2. It isn’t racism if it’s about national culture or if national culture is just as important in the game as race. Well, ok, the term “racism” doesn’t apply to national stereotypes. This doesn’t make it better though. Cultural (and NB also religious) stereotypes seem to have somewhere along the line become the acceptable face of bigotry. But, you know, it’s essentially the same deal – painting an entire group with one brush, and a skewed and, uh, stereotyped brush at that. Focusing on the fact that genes aren’t involved is missing the point.

3. It’s ok because it’s an accurate representation of the historical period that the game is modelling (in this case the Victorian age). Well, this is kind of true. It’s true that some people, perhaps the majority, maybe even the vast majority[*] of Westerners in Victorian age held pretty horrendous bigoted views about foreigners. Note, of course, that the game permits you to play non-Westerners, so this argument is pretty much missing the point as well – why should the game be presented exclusively from the Western viewpoint? Indeed, why not select a few admirable exceptions to the (perceived) general bigotry to act as your perspective characters while noting, perhaps in a sidebar, the general prevalence of racism. In other words, why view the entire game through the lens of racism?

4. This leads me to a more difficult question, for me at least. Point 3 about is really an allusion to the fact that many of us like our fantasy worlds to model reality quite closely, warts and all. Now, the point has been made to me that if we’re happy to fill our games with orcs and airships, why do we suddenly insist on realism when it comes to racism? Well, I just don’t think the two things are the same; orcs and airships are essentially background colour, whereas realistic social behaviour is quite fundamental. I’m in the camp that tends to not want to gloss over real-life phenomena like racism. To be clear, my games have not been known for including racist themes or tackling racism – but I’d like to think I could do so, and I’m keen on the idea of games tackling such serious subject matter.

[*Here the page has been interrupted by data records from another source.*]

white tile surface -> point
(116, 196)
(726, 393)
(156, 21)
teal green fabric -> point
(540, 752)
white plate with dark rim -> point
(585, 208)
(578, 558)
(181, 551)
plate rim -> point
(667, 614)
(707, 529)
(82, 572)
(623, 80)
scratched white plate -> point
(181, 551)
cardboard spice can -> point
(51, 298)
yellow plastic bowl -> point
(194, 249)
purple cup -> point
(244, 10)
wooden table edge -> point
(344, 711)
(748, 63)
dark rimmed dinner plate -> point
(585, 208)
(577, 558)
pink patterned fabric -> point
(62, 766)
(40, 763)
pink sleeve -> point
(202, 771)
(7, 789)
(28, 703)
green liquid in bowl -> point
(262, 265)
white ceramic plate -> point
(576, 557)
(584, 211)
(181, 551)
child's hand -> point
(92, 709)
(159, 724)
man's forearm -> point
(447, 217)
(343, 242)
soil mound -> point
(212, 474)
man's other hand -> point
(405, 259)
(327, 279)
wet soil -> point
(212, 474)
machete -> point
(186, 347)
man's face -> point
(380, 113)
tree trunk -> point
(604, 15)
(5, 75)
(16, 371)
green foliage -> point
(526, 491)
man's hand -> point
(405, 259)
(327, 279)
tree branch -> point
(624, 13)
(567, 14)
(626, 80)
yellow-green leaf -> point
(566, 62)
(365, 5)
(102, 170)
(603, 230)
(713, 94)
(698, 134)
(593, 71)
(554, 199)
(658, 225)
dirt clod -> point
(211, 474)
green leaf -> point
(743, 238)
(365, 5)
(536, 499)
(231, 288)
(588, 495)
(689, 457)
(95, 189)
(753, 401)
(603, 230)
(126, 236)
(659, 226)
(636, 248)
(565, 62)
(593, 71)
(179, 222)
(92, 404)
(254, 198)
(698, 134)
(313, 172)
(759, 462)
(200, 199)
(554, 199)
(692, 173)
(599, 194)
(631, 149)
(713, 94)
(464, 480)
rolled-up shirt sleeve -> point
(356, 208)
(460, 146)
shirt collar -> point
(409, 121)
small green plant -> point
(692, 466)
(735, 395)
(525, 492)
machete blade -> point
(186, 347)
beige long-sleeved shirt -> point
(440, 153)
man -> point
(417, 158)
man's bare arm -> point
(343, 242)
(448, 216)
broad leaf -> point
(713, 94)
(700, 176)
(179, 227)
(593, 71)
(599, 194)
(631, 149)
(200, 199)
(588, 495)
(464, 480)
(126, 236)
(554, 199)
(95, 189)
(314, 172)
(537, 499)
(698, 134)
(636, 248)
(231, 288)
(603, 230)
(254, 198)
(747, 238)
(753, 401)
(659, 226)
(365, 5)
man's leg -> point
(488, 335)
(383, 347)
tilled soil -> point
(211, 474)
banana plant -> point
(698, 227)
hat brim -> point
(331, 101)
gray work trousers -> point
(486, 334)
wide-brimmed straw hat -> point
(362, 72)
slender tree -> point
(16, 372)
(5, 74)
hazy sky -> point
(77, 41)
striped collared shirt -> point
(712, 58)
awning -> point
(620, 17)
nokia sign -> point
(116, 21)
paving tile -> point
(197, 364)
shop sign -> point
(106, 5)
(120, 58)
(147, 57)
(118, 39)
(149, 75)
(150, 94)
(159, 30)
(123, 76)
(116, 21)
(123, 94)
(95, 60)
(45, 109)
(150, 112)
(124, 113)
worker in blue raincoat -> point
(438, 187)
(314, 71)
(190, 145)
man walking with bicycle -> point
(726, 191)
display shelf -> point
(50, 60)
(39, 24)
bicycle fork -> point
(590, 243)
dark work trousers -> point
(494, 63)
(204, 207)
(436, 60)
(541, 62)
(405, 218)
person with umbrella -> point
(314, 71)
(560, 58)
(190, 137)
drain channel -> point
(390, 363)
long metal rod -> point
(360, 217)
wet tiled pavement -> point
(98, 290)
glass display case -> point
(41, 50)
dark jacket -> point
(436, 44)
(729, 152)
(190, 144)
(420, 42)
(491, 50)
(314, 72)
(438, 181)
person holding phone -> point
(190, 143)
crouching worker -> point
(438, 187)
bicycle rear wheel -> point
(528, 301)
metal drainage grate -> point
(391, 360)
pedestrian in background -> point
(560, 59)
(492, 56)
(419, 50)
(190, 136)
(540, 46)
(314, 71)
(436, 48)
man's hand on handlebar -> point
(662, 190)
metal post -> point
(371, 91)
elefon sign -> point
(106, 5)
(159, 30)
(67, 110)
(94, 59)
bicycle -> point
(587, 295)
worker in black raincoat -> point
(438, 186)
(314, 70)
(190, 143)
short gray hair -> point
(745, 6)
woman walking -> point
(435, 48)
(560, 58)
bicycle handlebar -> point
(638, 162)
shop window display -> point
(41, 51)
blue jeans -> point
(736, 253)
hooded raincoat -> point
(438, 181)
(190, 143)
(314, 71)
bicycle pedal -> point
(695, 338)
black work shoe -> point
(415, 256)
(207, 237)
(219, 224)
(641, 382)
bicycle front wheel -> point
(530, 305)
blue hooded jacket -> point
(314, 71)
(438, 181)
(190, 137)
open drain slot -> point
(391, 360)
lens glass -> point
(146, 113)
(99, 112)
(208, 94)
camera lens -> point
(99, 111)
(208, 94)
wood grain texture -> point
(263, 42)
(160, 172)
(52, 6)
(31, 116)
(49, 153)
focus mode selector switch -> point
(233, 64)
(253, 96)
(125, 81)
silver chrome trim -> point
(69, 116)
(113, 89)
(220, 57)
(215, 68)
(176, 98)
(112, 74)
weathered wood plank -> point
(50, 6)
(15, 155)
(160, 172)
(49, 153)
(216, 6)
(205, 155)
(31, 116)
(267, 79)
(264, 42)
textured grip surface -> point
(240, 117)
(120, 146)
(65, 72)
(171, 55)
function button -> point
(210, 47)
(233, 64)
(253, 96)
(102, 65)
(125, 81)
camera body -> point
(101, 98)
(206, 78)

But it’s equally clear that if you’re going to tackle such serious subject matter in a published game, you want to do so in a careful, nuanced and respectful way. You should ideally have taken some serious study on the matter before charging into such murky waters. I’d go so far as to say that you should take this approach even if you aren’t publishing – if you’re just playing in your living room. If in our enthusiasm to be realistic, or to faithfully replicate a historical period (albeit with orcs and airships and so forth) we accept any old attempt at “serious” issues, even done in a cartoonish and badly thought-through way, then we’re pretty much betraying the principle of gritty realism in so doing, and we’ve trivialised the issue in the process.

One last thing. I think part of the reason people get so defensive about this is that they think “if this game is racist and I like it, then I must be racist; I’m not racist so the game can’t be either”. Well, racism isn’t like a disease that you have or don’t. It’s a spectrum of behaviours and cultural themes which permeate the whole of Western society. You are at risk of saying or doing stuff that’s racist if you don’t examine yourself, even if you yourself are not a racist. You can enjoy a game that covers racial themes, even in a ham-fisted way, without being a racist, but you owe it to yourself to give yourself some careful scrutiny before you do so.

[*] I’m really not sufficiently a historian to argue this point, but the idea that all Victorians were raging racists strikes me as also a possible stereotype.